Observations and things I’ve learned in the past month (in no particular order):
• I’ve been impressively attentive in some areas and embarrassingly negligent in others.
• I now wear between 3 and 5 different shirts per day, everyday.
• Watching him be born is something I’ll never forget.
• Michelle can make him smile by tickling his cheek with her hair. It’s pure bliss.
• Our moms seem to have magic dust in their fingers the way they can get him to fall asleep.
• I have become horrible at calling/emailing people back. Sorry about that.
• When he figures out he’s hungry or has a dirty diaper at 2am, he patiently waits for us to wake from our sleep, wipe the cobwebs away, and calmly tend to his needs while he quietly entertains himself with cute little coos and ahhs. OR he goes from zero to 95 in a heartbeat while we fall out of bed and stumble for the lights with our hearts racing, and he doesn’t stop until he gets whatever he wants. Believe whichever story makes you happier.
• Breast feeding has been so much more difficult than we’ve ever imagined, thanks to a horribly painful thrush infection. Yeast be damned.
• Diapers and formula are REALLY expensive. Once he’s bigger, we’re going to switch, at least in part, to cloth and/or “G” diapers, which will require more work, but should save money and the planet earth.
• I’m pretty sure he enjoys peeing on me.
• Health insurance companies have no heart whatsoever.
• Hospitals are great. Nurses and doctors are wonderful. But despite what they say, our best interests are not at the top of their list. They have their protocol and there’s no amount of reasoning or pleading I could have done that would have convinced them NOT to keep our son from us for the first ten hours of his life, all because his breathing was 2-3 breaths too many per minute for them to allow him be with his mommy. Sure, they admitted that this fast breathing was absolutely no danger to him and that the magic number was 70 and they couldn’t let him leave the nursery if it was even one breath above that. Sure, they could have EASILY monitored him in our room so that Michelle could breast feed him early in his life to create that bond in the crucial first 8 hours that you can’t get back. They could have let that happen instead of starving him and causing him to get jaundiced because they wouldn’t let him eat for the first 10 hours until he was so weak he couldn’t latch on, forcing us to supplement him with formula. The nurse told me flat out to my face that she did not care whether he breastfed or not, she wasn’t letting him leave because she wasn’t allowed to let him leave until that digital readout said it was below 70. And he had to read below 70 two consecutive times … and they only checked him every 30 minutes, which again could have EASILY been done in our room. Would it make sense that being taken out of your mother after nine months and taken across the hospital to a strange white room and placed by yourself naked in a pan and left there alone for hours instead of being cuddled by your mom and dad might make your breathing elevate a point or two? No sir, rules is rules.
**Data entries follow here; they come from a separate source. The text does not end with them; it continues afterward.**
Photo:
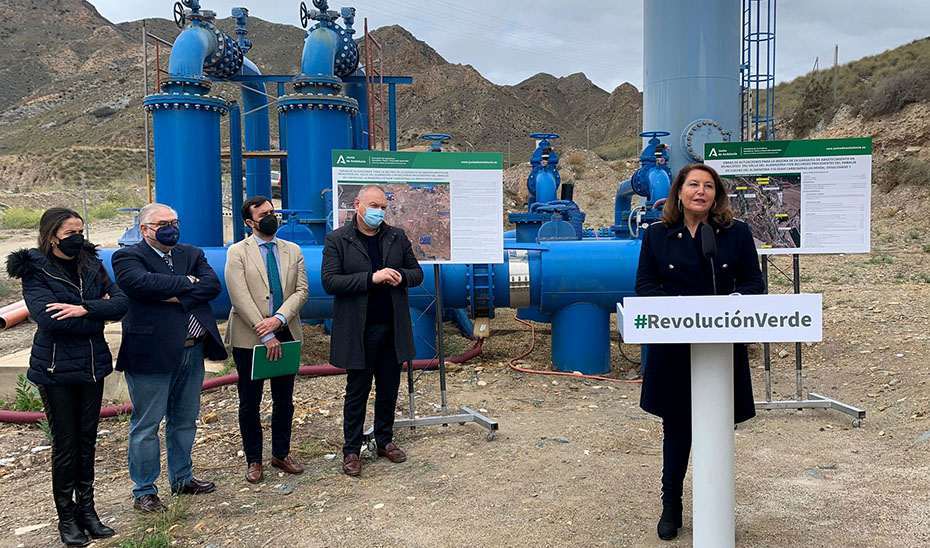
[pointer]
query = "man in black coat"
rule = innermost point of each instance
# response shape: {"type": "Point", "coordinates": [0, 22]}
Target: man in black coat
{"type": "Point", "coordinates": [166, 334]}
{"type": "Point", "coordinates": [368, 266]}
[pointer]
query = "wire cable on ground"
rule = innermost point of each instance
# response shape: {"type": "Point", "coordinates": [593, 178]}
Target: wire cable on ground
{"type": "Point", "coordinates": [512, 363]}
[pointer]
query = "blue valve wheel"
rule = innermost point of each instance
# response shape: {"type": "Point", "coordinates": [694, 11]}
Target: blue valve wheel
{"type": "Point", "coordinates": [304, 15]}
{"type": "Point", "coordinates": [179, 18]}
{"type": "Point", "coordinates": [546, 136]}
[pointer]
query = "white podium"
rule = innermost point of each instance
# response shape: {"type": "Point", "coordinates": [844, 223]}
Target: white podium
{"type": "Point", "coordinates": [711, 325]}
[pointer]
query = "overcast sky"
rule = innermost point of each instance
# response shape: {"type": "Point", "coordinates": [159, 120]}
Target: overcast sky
{"type": "Point", "coordinates": [509, 41]}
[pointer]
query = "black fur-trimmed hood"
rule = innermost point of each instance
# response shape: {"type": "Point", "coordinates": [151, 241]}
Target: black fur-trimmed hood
{"type": "Point", "coordinates": [25, 262]}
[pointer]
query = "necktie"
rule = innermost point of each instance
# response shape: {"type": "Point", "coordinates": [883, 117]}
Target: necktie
{"type": "Point", "coordinates": [194, 329]}
{"type": "Point", "coordinates": [274, 278]}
• Nicole, our doula, was indispensable. I have no doubt that God specifically led us to her after other doula(s) didn’t work out. I can’t imagine doing this again without her.
• Navigating the families and trying to make everyone happy has been a stress we didn’t anticipate.
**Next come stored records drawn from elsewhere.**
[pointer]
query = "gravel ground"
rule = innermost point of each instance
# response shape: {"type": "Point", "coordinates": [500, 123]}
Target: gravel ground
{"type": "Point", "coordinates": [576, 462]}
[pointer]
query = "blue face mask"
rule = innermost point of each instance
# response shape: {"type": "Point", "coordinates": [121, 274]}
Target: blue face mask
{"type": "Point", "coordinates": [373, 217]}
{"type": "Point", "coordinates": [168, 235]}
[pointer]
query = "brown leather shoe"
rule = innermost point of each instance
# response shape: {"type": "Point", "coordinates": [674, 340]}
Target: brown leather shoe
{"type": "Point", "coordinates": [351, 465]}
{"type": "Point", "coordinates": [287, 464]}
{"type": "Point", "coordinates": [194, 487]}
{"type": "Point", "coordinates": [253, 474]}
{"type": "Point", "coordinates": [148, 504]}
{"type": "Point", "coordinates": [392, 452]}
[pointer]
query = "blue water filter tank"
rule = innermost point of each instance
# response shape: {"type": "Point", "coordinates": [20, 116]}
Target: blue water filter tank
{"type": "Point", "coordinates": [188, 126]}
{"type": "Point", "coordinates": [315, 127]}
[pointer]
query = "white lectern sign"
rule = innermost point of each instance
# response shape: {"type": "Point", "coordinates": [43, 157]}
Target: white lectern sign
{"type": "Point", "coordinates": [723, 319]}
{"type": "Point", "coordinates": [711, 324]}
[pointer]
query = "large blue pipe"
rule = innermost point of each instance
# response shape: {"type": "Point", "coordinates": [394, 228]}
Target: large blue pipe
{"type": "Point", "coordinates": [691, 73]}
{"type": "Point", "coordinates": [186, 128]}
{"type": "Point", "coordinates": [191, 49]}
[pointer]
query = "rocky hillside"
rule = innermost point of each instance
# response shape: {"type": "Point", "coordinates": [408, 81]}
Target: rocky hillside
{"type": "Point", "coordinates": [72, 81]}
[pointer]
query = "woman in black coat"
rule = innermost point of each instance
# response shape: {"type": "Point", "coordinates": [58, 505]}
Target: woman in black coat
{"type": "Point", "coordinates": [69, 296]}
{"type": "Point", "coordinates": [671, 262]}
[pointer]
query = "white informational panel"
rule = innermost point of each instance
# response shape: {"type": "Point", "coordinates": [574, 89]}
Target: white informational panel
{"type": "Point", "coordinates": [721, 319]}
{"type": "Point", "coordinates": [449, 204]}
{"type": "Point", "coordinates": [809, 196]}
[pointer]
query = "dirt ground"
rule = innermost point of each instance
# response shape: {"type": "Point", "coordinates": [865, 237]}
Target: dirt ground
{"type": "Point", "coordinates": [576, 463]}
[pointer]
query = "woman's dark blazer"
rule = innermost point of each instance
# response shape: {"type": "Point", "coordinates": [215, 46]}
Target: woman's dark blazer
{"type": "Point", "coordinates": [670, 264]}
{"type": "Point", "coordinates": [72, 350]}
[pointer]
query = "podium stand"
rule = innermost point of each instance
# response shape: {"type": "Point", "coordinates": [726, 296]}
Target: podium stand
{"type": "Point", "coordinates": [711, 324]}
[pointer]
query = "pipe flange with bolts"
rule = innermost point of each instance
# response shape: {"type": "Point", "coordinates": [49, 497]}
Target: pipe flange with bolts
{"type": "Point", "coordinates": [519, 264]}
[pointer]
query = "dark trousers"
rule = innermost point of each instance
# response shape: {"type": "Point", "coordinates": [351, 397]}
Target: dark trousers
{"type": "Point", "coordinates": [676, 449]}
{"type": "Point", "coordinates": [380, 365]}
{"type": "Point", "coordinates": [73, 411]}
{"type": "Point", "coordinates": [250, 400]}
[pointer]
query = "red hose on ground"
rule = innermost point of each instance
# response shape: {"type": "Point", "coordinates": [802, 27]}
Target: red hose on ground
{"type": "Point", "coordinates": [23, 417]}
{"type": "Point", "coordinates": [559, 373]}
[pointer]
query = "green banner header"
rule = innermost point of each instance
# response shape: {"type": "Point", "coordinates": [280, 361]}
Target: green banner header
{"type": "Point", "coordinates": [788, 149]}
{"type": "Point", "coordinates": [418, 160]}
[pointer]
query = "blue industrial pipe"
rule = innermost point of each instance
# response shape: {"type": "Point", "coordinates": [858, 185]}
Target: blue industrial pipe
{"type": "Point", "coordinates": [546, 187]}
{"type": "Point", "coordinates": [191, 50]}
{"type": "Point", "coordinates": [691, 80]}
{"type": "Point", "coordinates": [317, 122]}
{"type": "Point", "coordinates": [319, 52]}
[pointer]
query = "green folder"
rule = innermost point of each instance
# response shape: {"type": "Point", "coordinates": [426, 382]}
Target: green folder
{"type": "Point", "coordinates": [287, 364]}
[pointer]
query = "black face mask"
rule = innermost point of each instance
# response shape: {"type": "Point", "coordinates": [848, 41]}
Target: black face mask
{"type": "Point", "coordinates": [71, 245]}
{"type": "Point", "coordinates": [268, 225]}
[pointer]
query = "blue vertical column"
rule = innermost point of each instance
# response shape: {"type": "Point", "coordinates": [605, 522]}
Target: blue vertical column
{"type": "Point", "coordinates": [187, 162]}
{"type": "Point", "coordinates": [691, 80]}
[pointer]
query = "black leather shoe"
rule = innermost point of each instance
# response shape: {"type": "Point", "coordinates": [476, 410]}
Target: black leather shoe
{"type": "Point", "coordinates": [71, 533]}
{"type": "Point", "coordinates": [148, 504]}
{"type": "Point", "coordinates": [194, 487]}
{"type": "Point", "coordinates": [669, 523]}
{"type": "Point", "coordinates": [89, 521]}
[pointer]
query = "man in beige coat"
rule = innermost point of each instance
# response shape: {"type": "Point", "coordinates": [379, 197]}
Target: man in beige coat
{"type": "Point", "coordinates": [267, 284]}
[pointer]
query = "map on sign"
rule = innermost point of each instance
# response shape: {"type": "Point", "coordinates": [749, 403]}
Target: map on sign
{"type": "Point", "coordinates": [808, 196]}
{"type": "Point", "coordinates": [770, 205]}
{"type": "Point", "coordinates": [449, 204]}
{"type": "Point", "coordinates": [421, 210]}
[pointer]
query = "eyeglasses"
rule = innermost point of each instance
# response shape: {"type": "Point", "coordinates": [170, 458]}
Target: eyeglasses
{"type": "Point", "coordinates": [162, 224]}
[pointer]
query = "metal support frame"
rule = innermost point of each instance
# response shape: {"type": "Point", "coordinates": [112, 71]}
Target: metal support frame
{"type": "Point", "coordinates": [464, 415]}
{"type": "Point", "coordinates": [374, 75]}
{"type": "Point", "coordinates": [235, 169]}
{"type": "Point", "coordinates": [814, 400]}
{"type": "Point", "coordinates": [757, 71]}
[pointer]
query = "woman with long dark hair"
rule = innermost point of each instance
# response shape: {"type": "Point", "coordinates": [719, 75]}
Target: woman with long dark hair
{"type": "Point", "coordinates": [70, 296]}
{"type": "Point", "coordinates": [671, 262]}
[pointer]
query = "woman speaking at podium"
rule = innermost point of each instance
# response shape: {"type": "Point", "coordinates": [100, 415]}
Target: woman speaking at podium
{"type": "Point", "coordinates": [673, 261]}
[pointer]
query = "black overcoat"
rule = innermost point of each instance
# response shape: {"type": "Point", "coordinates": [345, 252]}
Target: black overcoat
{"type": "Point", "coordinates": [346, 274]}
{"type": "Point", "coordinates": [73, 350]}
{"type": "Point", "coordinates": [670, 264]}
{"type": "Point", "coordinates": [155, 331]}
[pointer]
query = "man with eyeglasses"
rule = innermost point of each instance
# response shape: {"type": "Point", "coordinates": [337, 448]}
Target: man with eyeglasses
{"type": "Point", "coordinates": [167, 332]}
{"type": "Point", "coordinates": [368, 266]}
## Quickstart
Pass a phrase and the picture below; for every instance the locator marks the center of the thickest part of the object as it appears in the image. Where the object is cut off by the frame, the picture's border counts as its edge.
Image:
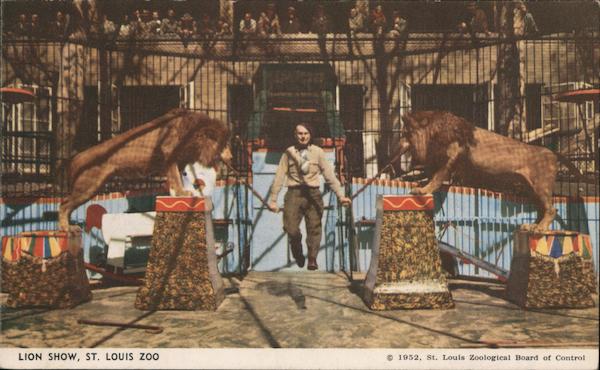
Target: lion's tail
(61, 176)
(572, 169)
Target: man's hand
(346, 201)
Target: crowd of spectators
(140, 24)
(264, 22)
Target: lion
(450, 148)
(158, 147)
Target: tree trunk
(71, 84)
(511, 83)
• He looks so much like Michelle when she was a baby, it’s ridunkulous. Awesome.
• We have terrific friends and wonderful parents.
• We’ve tried to somewhat limit his exposure to people and places thus far … after about another two weeks or so, he’ll have the doc’s go-ahead and then we can feel more comfortable taking him around crowds. At the pediatrician’s recommendation, we go to restaurants with him sometimes now when there’s no one else there. Did you know that if a baby gets a fever before a certain age that it’s VERY bad and they have to spend a few days in the hospital and, among other things, get a spinal tap? How come? Not really sure, but we’ve had several doctors tell us that.
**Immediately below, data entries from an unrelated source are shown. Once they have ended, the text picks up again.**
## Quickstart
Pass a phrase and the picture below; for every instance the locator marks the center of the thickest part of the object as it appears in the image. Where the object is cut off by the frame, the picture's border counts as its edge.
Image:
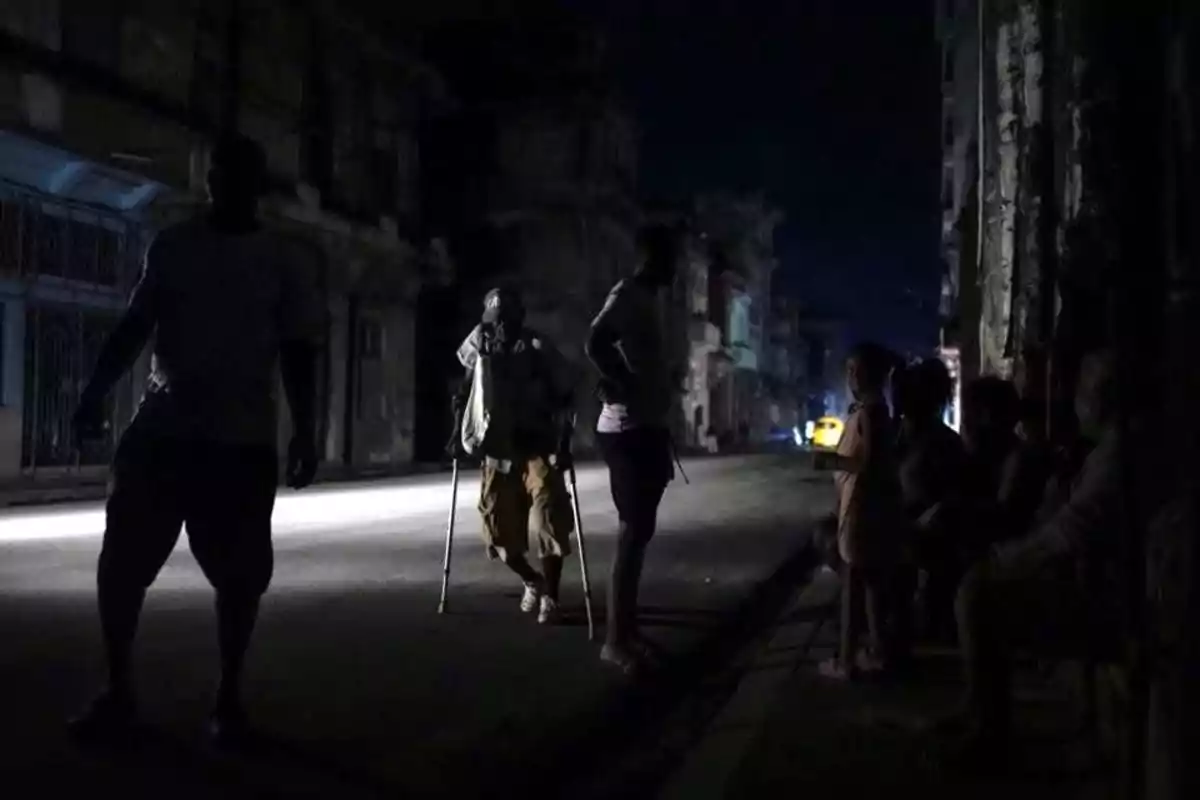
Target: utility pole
(231, 77)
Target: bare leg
(552, 571)
(237, 617)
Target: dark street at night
(868, 330)
(353, 668)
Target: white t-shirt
(222, 305)
(631, 313)
(529, 386)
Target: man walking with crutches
(514, 415)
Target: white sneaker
(549, 613)
(531, 597)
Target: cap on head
(503, 302)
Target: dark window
(384, 182)
(370, 340)
(91, 31)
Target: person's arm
(603, 346)
(129, 338)
(1092, 509)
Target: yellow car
(827, 433)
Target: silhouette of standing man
(225, 302)
(637, 394)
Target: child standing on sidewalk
(868, 515)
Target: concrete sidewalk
(789, 731)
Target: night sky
(831, 108)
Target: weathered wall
(148, 80)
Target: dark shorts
(640, 467)
(223, 493)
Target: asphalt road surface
(361, 687)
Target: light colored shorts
(531, 491)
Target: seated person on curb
(930, 462)
(1018, 596)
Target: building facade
(1075, 229)
(739, 233)
(106, 115)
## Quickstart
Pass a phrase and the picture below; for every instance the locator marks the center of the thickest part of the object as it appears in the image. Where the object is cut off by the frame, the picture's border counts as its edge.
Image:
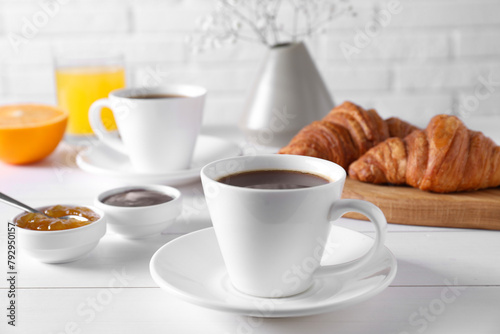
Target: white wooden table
(448, 280)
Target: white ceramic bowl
(141, 221)
(63, 245)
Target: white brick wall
(432, 57)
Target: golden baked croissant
(399, 128)
(342, 136)
(445, 157)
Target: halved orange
(30, 132)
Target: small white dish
(63, 245)
(102, 160)
(141, 221)
(191, 267)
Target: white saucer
(191, 267)
(102, 160)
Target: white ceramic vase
(288, 94)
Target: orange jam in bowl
(36, 221)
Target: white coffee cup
(272, 240)
(158, 134)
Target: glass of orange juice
(82, 81)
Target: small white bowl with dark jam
(140, 211)
(53, 240)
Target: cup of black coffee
(272, 214)
(158, 127)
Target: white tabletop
(448, 280)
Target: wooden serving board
(405, 205)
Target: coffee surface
(157, 96)
(137, 197)
(274, 179)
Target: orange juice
(79, 87)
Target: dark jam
(137, 197)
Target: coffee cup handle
(100, 130)
(375, 215)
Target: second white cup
(158, 127)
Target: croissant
(445, 157)
(399, 128)
(343, 135)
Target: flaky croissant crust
(445, 157)
(343, 135)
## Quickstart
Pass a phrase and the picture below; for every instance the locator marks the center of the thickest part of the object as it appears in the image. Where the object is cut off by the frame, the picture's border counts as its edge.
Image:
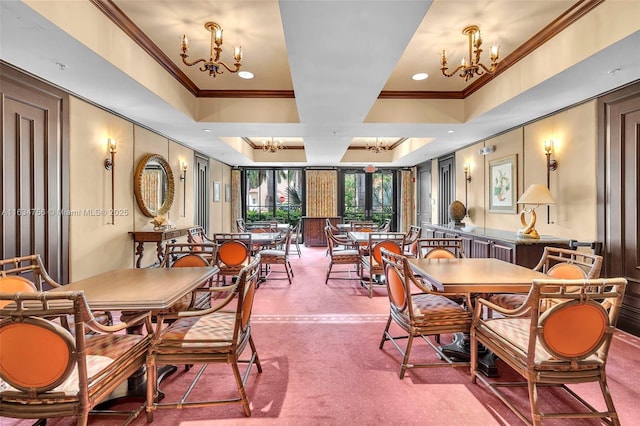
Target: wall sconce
(183, 178)
(110, 164)
(467, 179)
(552, 165)
(183, 169)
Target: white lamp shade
(536, 194)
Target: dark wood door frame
(618, 205)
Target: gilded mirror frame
(138, 183)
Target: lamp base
(528, 230)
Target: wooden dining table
(147, 289)
(473, 276)
(150, 290)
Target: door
(446, 187)
(201, 192)
(619, 222)
(368, 196)
(424, 194)
(34, 190)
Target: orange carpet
(322, 366)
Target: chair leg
(241, 390)
(326, 279)
(405, 359)
(385, 332)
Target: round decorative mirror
(153, 185)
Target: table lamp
(535, 195)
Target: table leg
(139, 252)
(460, 349)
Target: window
(273, 194)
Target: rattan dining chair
(558, 263)
(349, 255)
(371, 259)
(218, 335)
(278, 255)
(558, 344)
(47, 371)
(31, 268)
(420, 314)
(234, 253)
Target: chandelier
(214, 64)
(472, 66)
(379, 147)
(269, 145)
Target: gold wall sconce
(183, 170)
(183, 178)
(110, 164)
(535, 195)
(552, 165)
(467, 179)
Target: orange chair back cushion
(15, 284)
(574, 329)
(440, 253)
(21, 361)
(396, 286)
(566, 271)
(389, 245)
(233, 253)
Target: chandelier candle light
(213, 65)
(472, 67)
(271, 146)
(379, 147)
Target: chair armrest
(143, 317)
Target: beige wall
(573, 184)
(95, 244)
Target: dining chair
(348, 255)
(31, 269)
(296, 237)
(234, 253)
(371, 259)
(411, 241)
(218, 335)
(278, 255)
(559, 263)
(438, 248)
(48, 371)
(241, 225)
(420, 314)
(559, 346)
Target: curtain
(407, 201)
(236, 195)
(322, 193)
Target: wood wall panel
(619, 154)
(34, 193)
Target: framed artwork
(503, 185)
(216, 191)
(227, 192)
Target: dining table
(473, 277)
(134, 289)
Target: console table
(503, 245)
(158, 237)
• Going back to work when you’d rather be at home with your wife and brand new baby just plain sucks.
• Yes, photos are coming very, very soon.
• The past month has been more difficult than I could have ever imagined. But at the same time I can’t believe we’re really parents, and that just makes me happy. Since he’s been born I’ve pretty much been floating between feeling completely desperate like I don’t know how in the world I can be strong enough to pull this off, and feeling so happy and blissful that I could just explode in a field of butterflies and daisies. Or unicorns and glitter. Either way, I’ve cried a lot.
• I could list lots more. But I need to wrap this up, I have work to do and a baby to get home to see.
I can’t believe it’s been a month since the 40 hours of labor came to an end. Insane. And I know time will only speed up as he gets older. I love him. I love Michelle. I know I’m supposed to be her rock, but she’s totally been mine. I hope i can pull myself together and be the dad I want him to have.